Does building a Python library fall in the category of research?

The point of research is the production of knowledge. If, after you take away all the code you’ve written and the datasets you’ve collected, there’s nothing left, then you’re not doing research, you’re doing development.

So, if you want to do artefact-oriented research like this, the question you have to ask yourself is this: what is the new knowledge you’re producing? Are you testing a new, better algorithm? Are you applying an existing algorithm in a new context and determining if it works there? Are you investigating how a complex system functions, or how it interacts with humans and/or the environment? What is the research question that you’re answering?

If you do determine that you’re doing research rather than development, however, there are a number of artefact-oriented research methodologies, such as the Design Science Research Methodology. You should be able to find more information on it with Google Scholar, if you’re a member of an institution that gives you access to their research journal subscriptions.


It can and has been done.

Consider PonyGE2, a Python framework for Grammatical Evolution. It has presented at GECCO '17, a leading conference on genetic and evolutionary computation.

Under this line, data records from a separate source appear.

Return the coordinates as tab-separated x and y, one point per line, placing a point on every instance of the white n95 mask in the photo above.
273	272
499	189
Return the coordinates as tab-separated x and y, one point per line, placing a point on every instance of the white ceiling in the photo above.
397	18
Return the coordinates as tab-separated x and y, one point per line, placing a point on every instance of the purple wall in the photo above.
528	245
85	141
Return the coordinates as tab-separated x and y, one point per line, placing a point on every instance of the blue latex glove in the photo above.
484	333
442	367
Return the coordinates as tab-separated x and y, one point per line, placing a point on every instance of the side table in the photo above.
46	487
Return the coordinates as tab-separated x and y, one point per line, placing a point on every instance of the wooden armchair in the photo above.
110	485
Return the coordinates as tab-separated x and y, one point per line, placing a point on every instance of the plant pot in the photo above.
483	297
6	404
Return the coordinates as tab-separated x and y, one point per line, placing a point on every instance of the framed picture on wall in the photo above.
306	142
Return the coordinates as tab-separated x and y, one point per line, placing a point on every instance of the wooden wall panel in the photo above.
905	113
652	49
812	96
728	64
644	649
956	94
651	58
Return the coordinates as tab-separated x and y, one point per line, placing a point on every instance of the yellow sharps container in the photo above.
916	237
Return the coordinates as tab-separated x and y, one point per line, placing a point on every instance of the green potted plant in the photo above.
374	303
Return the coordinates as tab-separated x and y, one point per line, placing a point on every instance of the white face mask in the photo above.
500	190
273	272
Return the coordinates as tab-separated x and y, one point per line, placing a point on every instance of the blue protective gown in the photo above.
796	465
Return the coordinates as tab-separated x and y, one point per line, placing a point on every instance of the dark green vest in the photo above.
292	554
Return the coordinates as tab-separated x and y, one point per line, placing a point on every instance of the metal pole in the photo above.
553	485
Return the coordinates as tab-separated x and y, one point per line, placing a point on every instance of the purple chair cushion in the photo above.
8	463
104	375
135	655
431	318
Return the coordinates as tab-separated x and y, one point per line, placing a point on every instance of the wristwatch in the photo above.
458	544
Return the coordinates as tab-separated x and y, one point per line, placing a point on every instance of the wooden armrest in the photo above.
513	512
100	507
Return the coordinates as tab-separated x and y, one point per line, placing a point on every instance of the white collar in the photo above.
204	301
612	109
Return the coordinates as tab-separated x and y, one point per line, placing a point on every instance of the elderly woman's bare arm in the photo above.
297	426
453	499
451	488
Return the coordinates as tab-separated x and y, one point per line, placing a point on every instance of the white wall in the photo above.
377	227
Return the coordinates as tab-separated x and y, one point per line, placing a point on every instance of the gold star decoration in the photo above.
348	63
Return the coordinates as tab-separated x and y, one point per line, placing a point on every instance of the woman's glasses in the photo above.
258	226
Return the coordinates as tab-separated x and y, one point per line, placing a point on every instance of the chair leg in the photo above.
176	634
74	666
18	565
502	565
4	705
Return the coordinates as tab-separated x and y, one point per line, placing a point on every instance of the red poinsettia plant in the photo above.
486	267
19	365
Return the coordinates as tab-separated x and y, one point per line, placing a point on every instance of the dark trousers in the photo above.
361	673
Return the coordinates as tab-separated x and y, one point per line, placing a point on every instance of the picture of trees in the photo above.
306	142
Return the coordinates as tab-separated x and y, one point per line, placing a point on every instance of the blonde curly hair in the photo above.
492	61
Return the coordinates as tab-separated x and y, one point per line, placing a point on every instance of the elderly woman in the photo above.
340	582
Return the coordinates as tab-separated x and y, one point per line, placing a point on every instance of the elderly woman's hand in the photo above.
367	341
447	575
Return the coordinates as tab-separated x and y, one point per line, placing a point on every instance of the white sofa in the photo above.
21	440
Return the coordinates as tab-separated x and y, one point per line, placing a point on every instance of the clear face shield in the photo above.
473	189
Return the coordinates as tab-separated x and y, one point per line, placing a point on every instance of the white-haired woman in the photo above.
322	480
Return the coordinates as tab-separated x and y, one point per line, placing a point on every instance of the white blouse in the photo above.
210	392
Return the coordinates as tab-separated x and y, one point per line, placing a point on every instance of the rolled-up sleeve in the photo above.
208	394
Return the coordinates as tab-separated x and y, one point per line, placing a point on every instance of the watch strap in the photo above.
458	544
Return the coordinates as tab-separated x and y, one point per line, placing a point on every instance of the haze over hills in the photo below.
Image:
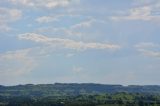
73	89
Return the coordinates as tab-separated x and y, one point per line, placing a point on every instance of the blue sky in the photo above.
98	41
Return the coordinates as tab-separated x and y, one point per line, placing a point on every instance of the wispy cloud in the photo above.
43	4
8	15
67	43
146	11
148	49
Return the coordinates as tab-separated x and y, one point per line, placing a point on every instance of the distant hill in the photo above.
73	89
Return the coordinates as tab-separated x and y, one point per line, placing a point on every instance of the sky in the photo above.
80	41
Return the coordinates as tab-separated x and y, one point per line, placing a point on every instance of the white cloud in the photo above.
66	43
148	49
7	16
47	19
146	11
150	53
43	3
77	69
146	45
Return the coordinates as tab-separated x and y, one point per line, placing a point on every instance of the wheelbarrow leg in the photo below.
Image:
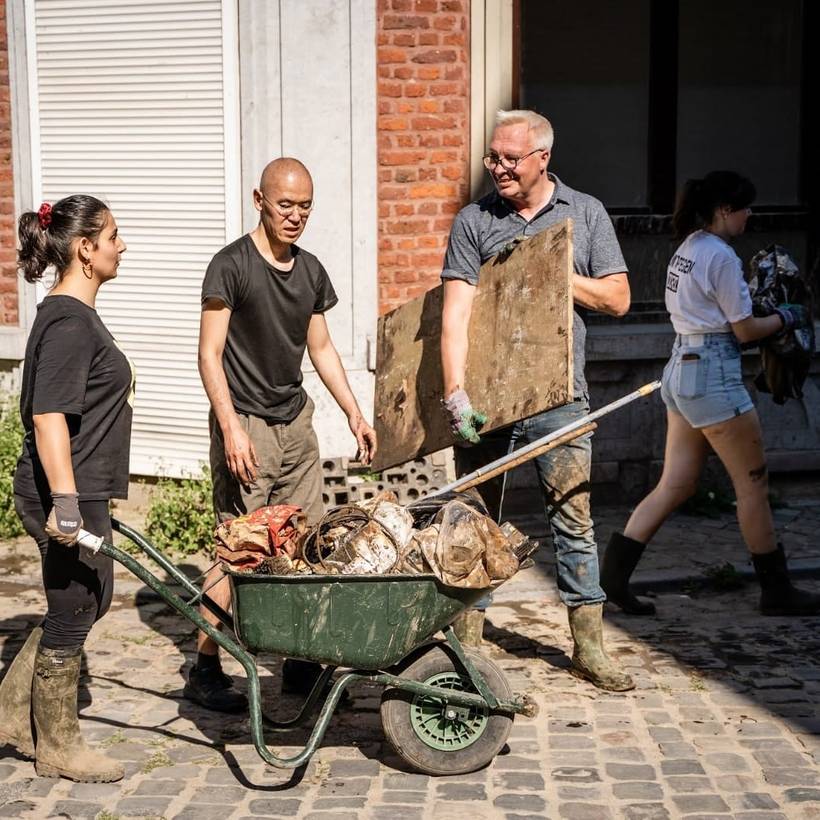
318	687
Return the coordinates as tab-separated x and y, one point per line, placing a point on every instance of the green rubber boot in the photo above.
15	698
61	750
589	660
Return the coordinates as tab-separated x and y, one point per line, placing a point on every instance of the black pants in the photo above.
78	585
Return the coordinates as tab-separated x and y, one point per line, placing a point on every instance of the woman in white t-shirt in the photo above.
707	403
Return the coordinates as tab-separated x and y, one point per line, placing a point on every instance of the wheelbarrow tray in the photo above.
359	621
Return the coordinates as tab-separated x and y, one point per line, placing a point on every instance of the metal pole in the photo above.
520	456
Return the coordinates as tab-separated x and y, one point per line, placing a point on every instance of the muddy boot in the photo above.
469	627
589	660
15	698
61	750
777	595
620	559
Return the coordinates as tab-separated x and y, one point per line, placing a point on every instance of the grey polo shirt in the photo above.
482	228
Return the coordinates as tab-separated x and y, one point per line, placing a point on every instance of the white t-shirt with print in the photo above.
705	288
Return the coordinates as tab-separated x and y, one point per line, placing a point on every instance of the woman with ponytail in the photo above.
75	404
707	403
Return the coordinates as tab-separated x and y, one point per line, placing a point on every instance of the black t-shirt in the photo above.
270	313
74	366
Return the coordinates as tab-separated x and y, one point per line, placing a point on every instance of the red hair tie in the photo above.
44	215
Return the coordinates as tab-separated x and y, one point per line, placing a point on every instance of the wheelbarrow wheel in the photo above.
430	740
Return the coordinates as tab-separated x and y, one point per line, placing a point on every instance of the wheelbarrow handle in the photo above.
566	433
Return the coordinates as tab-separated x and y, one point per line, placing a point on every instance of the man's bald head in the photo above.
282	171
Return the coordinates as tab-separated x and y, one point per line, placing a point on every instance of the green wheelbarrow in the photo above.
444	709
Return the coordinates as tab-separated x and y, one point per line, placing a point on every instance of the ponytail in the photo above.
32	258
47	236
700	198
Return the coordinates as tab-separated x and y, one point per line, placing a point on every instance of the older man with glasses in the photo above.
263	302
528	199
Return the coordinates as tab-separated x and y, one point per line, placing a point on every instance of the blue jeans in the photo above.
564	477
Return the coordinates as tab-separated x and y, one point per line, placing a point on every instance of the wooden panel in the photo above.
520	359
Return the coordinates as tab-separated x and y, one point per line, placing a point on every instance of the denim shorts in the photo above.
702	380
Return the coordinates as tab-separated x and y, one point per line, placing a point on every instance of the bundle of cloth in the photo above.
785	357
451	538
271	534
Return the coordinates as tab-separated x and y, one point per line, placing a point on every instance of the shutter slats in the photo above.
131	110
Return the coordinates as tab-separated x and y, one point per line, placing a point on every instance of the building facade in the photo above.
170	109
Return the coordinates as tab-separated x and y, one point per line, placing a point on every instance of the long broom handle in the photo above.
568	432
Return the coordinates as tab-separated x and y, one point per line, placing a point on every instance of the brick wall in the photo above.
423	139
8	272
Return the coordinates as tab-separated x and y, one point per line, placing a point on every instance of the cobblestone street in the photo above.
724	722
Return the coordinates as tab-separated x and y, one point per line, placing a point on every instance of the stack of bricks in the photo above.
8	271
423	139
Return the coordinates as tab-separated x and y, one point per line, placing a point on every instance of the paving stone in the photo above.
395	813
584	811
699	803
582	794
802	795
17	808
168	787
576	775
328	803
204	811
665	734
354	768
408	796
275	806
519	781
677	750
406	781
76	809
461	791
630	771
637	791
684	766
143	806
520	802
780	758
753	801
689	784
645	811
791	777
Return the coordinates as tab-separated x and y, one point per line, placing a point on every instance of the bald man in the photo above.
263	302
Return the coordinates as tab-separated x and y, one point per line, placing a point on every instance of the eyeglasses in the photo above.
507	163
286	208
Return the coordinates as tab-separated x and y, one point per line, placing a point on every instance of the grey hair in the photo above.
541	127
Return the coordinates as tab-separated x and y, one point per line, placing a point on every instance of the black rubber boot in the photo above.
777	595
214	690
620	559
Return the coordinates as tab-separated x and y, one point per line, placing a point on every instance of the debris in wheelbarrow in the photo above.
272	532
461	546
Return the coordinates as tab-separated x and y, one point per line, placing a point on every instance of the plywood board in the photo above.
520	357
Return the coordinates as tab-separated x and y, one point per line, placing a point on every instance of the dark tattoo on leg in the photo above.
758	474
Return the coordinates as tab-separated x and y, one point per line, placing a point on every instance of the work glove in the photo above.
465	422
64	521
794	317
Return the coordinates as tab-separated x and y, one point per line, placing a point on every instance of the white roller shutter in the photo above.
135	101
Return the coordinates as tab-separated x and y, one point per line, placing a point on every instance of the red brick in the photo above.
391	55
392	21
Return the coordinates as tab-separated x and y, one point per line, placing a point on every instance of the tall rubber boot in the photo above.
61	750
589	660
620	559
777	595
15	698
469	627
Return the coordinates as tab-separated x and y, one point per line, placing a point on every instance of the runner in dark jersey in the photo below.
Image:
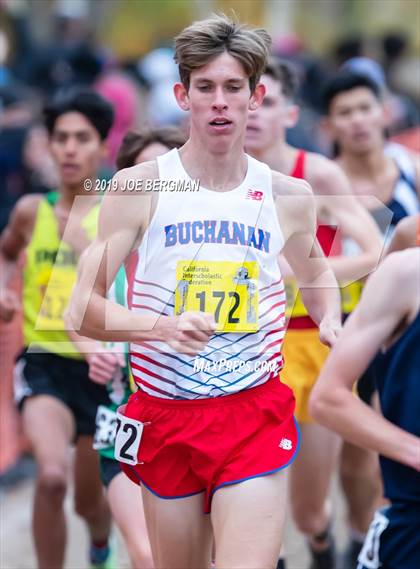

It's not strange that it was accepted; it was devised as a research tool, allowing other researchers to also experiment with GE using a common framework. So while it's perhaps not so much entirely novel research, it's more a "utility publication", similar to a publication describing an interesting dataset or benchmark set.

Note that the Github page tells you how to cite PonyGE2 if you use it in research. A utility publication that accompanies a tool that gains wide adoption can actually result in a lot of citations.


There might be research that leads you to build such a library, but coding itself, isn't research. But compilers, for example, were built on a ton of research prior to any coding beyond the experimental.

One often, in CS, does some research first and then builds something to validate the conclusions of the research. But the paper produced is about the research findings, not the code. Code optimizers fall in this category as do many aspects of operating systems.

But note that it starts with the research, not the code.